Die Macht der Worte in Musik: Über die Erzählkunst Alter Musik
Wer hätte gedacht, dass ein Text, gedichtet von Maria, der Mutter Jesu, als rebellisch galt? Ein einfaches Lied, das von Freude, Hoffnung und der Veränderung gesellschaftlicher Verhältnisse spricht, wurde in Ländern wie Argentinien, Guatemala und Indien verboten. Warum? Weil die Worte des Magnificats so mächtig sind, dass sie als Aufruf zum Umsturz interpretiert werden können. Sätze wie "Er stürzt die Mächtigen vom Thron und erhöht die Erniedrigten" klingen in manchen Ohren gefährlich.

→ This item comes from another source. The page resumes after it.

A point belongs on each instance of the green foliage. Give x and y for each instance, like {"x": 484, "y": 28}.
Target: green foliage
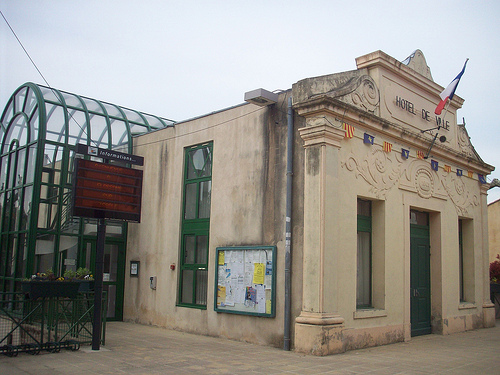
{"x": 495, "y": 270}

Doch wie war das früher – zum Beispiel vor fünfhundert Jahren? Komponisten wie Victoria in Spanien und Viadana in Italien gehen voller Entdeckerfreude der Renaissance voran: Sie zeichnen vielstimmig und kontrastreich die Spannweite des Textes nach. Inmitten der Schönheit und Tiefe dieser Musik kann ich/lässt sich erleben, wie die kraftvolle Vision in Marias Lobgesang lebendig, leicht und froh macht. Dann vermag Musik das Schwere und scheinbar Unabwendbare spielend zu durchschreiten und aufzulösen.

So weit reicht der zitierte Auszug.